Acórdão do Tribunal da Relação de Lisboa
Processo:
165/14.4T8PTS.L1-8
Relator: FERREIRA DE ALMEIDA
Descritores: DISPOSIÇÃO TESTAMENTÁRIA
PATRIMÓNIO COMUM DO CASAL
Nº do Documento: RL
Data do Acordão: 10/06/2016
Votação: UNANIMIDADE
Texto Integral: N
Texto Parcial: S
Meio Processual: APELAÇÃO
Decisão: IMPROCEDENTE
Sumário: -O regime do art. 1685º, nº3, do C.Civil aplica-se havendo disposição testamentária que, por exceder a meação do testador, ofenda o património comum do casal.
(Sumário elaborado pelo Relator)
Decisão Texto Parcial:        Acordam os Juizes, no Tribunal da Relação de Lisboa.


I-Relatório:


1.C... propôs, contra M... e marido, M..., acção com processo comum, distribuída à comarca da Madeira - Instância Local de Ponta do Sol, pedindo se declare a pertença de prédio urbano, sito na freguesia da Ribeira Brava, ao acervo da herança do falecido R..., marido da A., e esta como sua única herdeira, ordenando-se o cancelamento do respectivo registo, a favor dos RR.

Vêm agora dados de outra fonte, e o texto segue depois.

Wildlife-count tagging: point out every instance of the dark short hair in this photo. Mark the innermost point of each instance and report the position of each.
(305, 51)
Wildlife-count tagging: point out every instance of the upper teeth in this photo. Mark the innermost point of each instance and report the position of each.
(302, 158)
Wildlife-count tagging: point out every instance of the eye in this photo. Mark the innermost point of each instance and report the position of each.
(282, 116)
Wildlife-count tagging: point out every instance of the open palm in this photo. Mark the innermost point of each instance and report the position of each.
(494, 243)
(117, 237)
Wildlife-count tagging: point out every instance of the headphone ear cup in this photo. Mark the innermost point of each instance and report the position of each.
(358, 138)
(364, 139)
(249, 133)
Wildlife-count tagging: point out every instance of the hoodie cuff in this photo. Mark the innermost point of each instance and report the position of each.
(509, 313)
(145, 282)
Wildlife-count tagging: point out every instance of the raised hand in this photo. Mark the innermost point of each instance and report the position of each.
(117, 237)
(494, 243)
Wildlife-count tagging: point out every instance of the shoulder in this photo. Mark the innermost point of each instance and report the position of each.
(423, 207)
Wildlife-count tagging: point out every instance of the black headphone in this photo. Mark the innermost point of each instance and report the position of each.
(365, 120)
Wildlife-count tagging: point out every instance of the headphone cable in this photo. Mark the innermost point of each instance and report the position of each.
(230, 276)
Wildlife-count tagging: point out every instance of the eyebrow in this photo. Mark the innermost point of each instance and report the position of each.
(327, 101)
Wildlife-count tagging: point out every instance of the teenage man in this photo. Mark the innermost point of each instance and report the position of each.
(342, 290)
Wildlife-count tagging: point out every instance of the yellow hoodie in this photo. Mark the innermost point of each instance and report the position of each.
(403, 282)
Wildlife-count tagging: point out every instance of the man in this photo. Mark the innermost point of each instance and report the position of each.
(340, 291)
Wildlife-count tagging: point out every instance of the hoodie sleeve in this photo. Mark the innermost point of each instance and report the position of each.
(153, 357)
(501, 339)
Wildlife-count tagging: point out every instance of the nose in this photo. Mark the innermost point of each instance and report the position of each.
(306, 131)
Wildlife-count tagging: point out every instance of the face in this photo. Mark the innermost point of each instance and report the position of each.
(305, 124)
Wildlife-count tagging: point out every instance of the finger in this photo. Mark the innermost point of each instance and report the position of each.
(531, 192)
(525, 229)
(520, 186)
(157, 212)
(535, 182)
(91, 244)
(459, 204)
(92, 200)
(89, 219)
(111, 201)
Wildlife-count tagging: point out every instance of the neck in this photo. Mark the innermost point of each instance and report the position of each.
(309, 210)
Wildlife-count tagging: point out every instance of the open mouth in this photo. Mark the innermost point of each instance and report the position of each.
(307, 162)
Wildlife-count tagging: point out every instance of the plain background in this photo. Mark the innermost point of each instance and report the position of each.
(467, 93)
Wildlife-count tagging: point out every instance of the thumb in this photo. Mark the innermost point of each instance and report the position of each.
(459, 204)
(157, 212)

Contestaram os RR., sustentando a validade do registo efectuado - concluindo pela improcedência da acção.
No despacho saneador, foi proferida sentença, na qual, considerando-se a acção parcialmente procedente, se declarou integrar o identificado prédio a herança em causa, reconhecendo-se à A. a qualidade de herdeira do falecido - absolvendo-se os RR. do restante pedido.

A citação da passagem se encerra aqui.